Artık apart'ün İngilizce içindeki anlamı hakkında daha fazla bilgi sahibi olduğunuza göre, seçilen örnekler aracılığıyla bunların nasıl kullanılacağını ve nasıl yapılacağını öğrenebilirsiniz. onları okuyun. Ve önerdiğimiz ilgili kelimeleri öğrenmeyi unutmayın. Web sitemiz sürekli olarak yeni kelimeler ve yeni örneklerle güncellenmektedir, böylece bilmediğiniz diğer kelimelerin anlamlarını İngilizce içinde arayabilirsiniz.

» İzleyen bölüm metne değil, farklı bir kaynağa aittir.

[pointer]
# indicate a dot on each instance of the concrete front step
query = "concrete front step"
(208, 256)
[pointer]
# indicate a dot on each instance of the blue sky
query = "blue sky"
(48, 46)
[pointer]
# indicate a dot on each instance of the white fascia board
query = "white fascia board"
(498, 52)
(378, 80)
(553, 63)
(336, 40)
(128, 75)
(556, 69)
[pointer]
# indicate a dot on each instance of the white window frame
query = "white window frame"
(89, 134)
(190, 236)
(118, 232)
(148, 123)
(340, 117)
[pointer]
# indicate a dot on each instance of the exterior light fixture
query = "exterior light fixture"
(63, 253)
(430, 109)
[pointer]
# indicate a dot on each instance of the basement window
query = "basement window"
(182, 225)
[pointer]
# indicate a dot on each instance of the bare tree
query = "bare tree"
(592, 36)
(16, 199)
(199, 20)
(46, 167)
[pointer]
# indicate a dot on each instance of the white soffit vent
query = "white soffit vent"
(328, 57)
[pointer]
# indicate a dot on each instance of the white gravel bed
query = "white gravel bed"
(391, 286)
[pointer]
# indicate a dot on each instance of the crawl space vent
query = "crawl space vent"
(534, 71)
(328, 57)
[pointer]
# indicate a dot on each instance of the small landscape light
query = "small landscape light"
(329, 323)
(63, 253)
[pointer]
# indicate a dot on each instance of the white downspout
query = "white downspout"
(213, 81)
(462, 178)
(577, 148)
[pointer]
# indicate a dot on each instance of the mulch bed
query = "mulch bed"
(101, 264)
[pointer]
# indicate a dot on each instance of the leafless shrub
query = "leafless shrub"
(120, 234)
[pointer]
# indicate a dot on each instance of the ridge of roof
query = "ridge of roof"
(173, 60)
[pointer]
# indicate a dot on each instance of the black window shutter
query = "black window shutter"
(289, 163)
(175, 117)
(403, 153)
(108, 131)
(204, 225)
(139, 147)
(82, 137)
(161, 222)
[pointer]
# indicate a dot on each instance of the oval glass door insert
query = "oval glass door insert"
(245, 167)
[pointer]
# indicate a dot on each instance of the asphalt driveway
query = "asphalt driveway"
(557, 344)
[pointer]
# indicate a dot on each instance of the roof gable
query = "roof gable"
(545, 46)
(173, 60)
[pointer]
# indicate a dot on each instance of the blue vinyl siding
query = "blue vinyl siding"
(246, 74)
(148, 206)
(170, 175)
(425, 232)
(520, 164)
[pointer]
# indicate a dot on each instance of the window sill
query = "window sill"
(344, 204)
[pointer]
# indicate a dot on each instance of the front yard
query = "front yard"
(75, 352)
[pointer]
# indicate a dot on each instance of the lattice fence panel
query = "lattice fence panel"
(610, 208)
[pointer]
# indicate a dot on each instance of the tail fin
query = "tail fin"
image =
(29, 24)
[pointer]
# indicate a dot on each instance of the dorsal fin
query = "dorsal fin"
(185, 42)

apart ile ilgili kelimeler

İngilizce hakkında bilginiz var mı

İngilizce, İngiltere'ye göç eden ve 1400 yılı aşkın bir süre içinde gelişen Germen kabilelerinden gelmektedir. İngilizce, Çince ve İspanyolca'dan sonra dünyada en çok konuşulan üçüncü dildir. En çok öğrenilen ikinci dildir. ve yaklaşık 60 egemen ülkenin resmi dilidir.Bu dil, ikinci ve yabancı dil olarak anadili konuşanlardan daha fazla sayıda konuşmacıya sahiptir.İngilizce aynı zamanda Birleşmiş Milletler, Avrupa Birliği ve diğer birçok uluslararası kuruluşun ortak resmi dilidir. ve bölgesel organizasyonlar. Günümüzde dünyanın her yerindeki İngilizce konuşanlar nispeten kolaylıkla iletişim kurabiliyor.